Recommendation 1: Watch Out for Red Flags
The facts of the KleinBank and BancorpSouth cases indicate that assessment area problems are more likely to arise when a bank – in particular, a large- or intermediate-sized bank – selects one or more partial counties (i.e., one or more census tract located in the county is excluded) within a metropolitan area for assessment areas. Selecting whole counties (i.e., all census tracts in the county) may reduce a bank’s risk related to assessment areas, while selecting an entire MSA will minimize the exposure to Redlining risk from assessment area decisions.
Without assessment area delineations that can be reasonably perceived as avoiding majority-minority communities, there is one less piece of evidence that can be used to make a case of Redlining discrimination. If a partial county is selected for an assessment area, bank leaders must be prepared to defend the delineation based on legitimate, non-prohibited basis factors.
Recommendation 2: Frequently Review Assessment Area Delineations
With the exception of branch openings and/or closings, it is very common for assessment area delineations to remain unchanged for many years. Such static delineations may be perfectly reasonable; however, it would be prudent to incorporate a periodic review of assessment area delineations as a component of a CRA compliance management program, to confirm that the technical requirements are met.
ADI recommends an annual review of assessment area delineations following yearly updates of minority and income demographic data. These reviews help ensure that a bank’s assessment area continues to meet technical requirements while making bank leaders aware of potential implications that changing demographics may have on satisfying those requirements. Moreover, periodic reviews will demonstrate to regulators that the institution is proactive and earnest in complying with CRA regulations and preventing Redlining discrimination.
Recommendation 3: Know Your REMAs
So far, this article has focused on how assessment area delineations can be interpreted as evidencing Redlining discrimination. It is also important to know that regulators are not limited to considering lending performance only in assessment areas during Redlining investigations. Such investigations are based on how regulators define an institution’s Reasonably Expected Market Area (REMA).
An REMA is intended to represent the geographic area in which an institution actually marketed and provided credit. Often, this area is larger than or otherwise different from the delineated CRA assessment area. If bank leaders are focused only on performance within their CRA assessment area(s), they may be surprised by findings from lending activity beyond those boundaries.

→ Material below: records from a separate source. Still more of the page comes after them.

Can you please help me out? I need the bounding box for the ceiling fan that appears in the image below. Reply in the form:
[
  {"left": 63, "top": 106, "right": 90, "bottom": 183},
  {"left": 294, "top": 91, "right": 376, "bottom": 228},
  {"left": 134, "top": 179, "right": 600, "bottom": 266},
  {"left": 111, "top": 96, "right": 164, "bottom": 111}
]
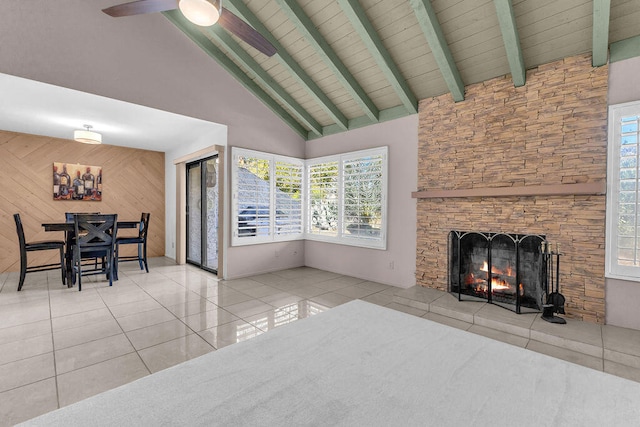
[{"left": 102, "top": 0, "right": 276, "bottom": 56}]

ADI recommends that bank leaders review the geographic distribution of their lending activity and marketing activities to identify REMAs for evaluating Redlining risk. Though regulators themselves will determine the REMAs to be used for their examinations, they will accept input from banks in making those determinations. Moreover, analyzing performance within the REMAs, rather than just the assessment areas, will allow leaders to anticipate and address problematic lending activity.

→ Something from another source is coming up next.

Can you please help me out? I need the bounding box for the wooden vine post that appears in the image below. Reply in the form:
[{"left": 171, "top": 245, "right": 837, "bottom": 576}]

Applying Lessons from KleinBank
Assessment area delineations generally do not affect CRA examinations in a negative manner; however, these decisions matter beyond CRA regulation requirements. After all, CRA was created to address Redlining discrimination. Evidence indicates regulators are using these decisions in their investigations of this form of discrimination. At ADI, we analyze cases such as KleinBank and BancorpSouth for lessons like those described in this article that can be applied to our client solutions. We encourage you to evaluate your compliance management system for opportunities to address the issues that such cases highlight – before your examiners do.